Most artists have works that are unfinished, a half page of scribbled lines that just didn't seem to go anywhere. Sometimes these are used to build other works. Some are just sent out unfinished. The poem Kublai Khan by Samuel Taylor Coleridge was interrupted while Coleridge was writing it. Getting back to it later, Coleridge was at a loss to where he was going with it. Brian Wilson of The Beach Boys had the infamous Smile album, a work that broke him for years. Pete Townshend of the Who had Life House a multi-media planned follow-up to Tommy, that would work on film, stage, album and in the mind. Ideas keep being added, songs changed, plans made, but one day Townshend knew it was all for naught. Townshend just didn't have it in him. Many of the songs were adapted for the Who's Next album, with themes used later on solo albums.

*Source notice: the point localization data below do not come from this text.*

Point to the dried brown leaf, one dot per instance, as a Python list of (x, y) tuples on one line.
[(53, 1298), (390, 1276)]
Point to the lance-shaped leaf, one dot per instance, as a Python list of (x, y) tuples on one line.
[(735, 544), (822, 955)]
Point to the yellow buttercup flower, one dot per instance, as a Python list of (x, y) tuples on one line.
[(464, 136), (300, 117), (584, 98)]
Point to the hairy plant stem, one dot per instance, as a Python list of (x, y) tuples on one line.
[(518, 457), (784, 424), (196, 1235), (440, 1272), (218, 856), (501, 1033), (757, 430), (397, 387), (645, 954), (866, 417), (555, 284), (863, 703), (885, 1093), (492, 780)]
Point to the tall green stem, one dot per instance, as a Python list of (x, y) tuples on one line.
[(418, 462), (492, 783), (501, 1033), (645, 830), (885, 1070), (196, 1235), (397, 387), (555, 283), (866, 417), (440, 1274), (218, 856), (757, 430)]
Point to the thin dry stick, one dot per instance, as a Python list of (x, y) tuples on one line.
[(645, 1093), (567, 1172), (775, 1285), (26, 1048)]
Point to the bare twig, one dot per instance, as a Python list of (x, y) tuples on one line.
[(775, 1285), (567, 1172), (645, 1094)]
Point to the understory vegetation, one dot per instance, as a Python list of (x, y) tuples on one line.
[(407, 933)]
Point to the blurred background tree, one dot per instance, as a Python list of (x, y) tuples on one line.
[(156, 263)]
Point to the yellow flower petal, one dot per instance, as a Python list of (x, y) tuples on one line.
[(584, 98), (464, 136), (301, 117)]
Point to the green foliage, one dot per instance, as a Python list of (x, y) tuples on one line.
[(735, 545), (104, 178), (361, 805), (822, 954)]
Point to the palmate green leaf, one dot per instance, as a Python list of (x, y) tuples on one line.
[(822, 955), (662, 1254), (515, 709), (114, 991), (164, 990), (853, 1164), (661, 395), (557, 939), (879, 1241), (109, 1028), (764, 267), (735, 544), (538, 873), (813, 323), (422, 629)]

In celebration of this lost project Townshend has released a large music package and worked with new creators to make a graphic novel of the story. Pete Townshend's Life House is based on the screen plays by Pete Townshend adapted by writers James Harvey and David Hine, with artist Max Prentis inker Mick Grey and lettered by Micah Myers, and comes in a 12.25 x 12.25 just like a vinyl album size.

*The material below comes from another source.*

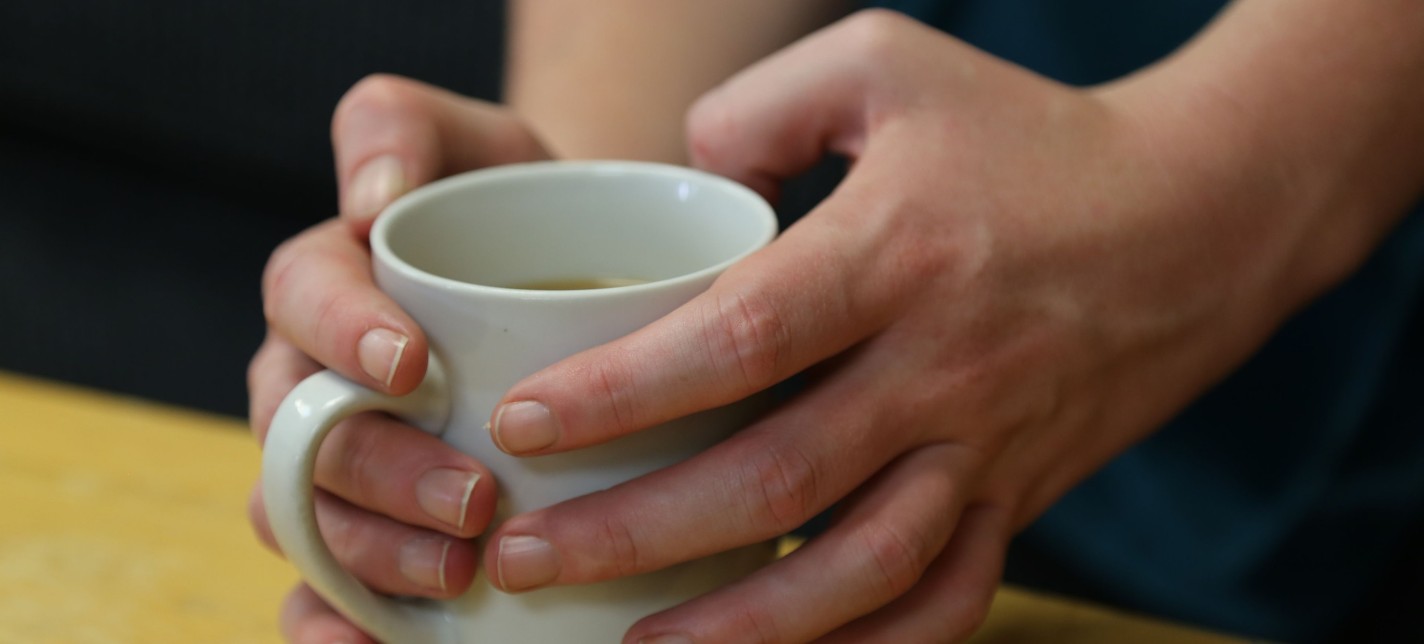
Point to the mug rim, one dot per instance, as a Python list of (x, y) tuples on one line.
[(763, 215)]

The story begins in a future, of maybe even a dream. Almost 200 years after the pollution and he climate begin to poison the Earth, and humans began to battle over the same things human battle over all the time England is under totalitarian rulership with no freedom, responsibilities and more importantly no music. Instruments and music have destroyed, and the only release that people get is spending their days on the Grid, a social system that uses dreams to power the nation state. Some people still roam free, and to this is added a young woman, who is older than she looks, with a gift for music and knowledge that all she knows is wrong. Following the sounds of the world the river, the polluted streams she finds a duo on the way to a show. A concert, held by a guru who walked away from the government, built a force field and with his followers is putting on an underground show, headlined by the recently defrosted Who, with the band getting some cybernetic additions to help them play. And then the story really gets weird.

A wild story with a strong European and Heavy Metal art feel, though done by an Australian that asks a lot of questions, with a lot of philosophical thought and well hippie ideas. Sort of if Rush's 2112 was influenced more by Michael Moorcock books and not Ayn Rand. There are a lot of questions on the role of music, the importance of art, and the power of playing in front of people, questions that Townshend seems to have struggled with most of his career. Actually much of what the band was going through is reflected in the story. Once one gets the feel the story is quite interesting, a little trippy and a bit again hippy, but good. The artwork is extraordinary, the larger format giving the pages a lot of room to fill, with huge trucks, a nice Rolls-Royce, creatures and lots of biomechanics and wires. Familiarity with the works of the Who will be helpful, knowing ideas, and when songs are being quoted will help readers understand the plot better. However the book does stand well on its own, and the pages are really gorgeous.

Recommended for fans of the Who, or fans of European comics, and 1970's science fiction. Townshend was right on many things when he wrote this, The Grid seems very much like social media, the Earth is dying and people seem comfortable having leaders tell them what to listen too, and how to act. Humans seem real easy to fool again.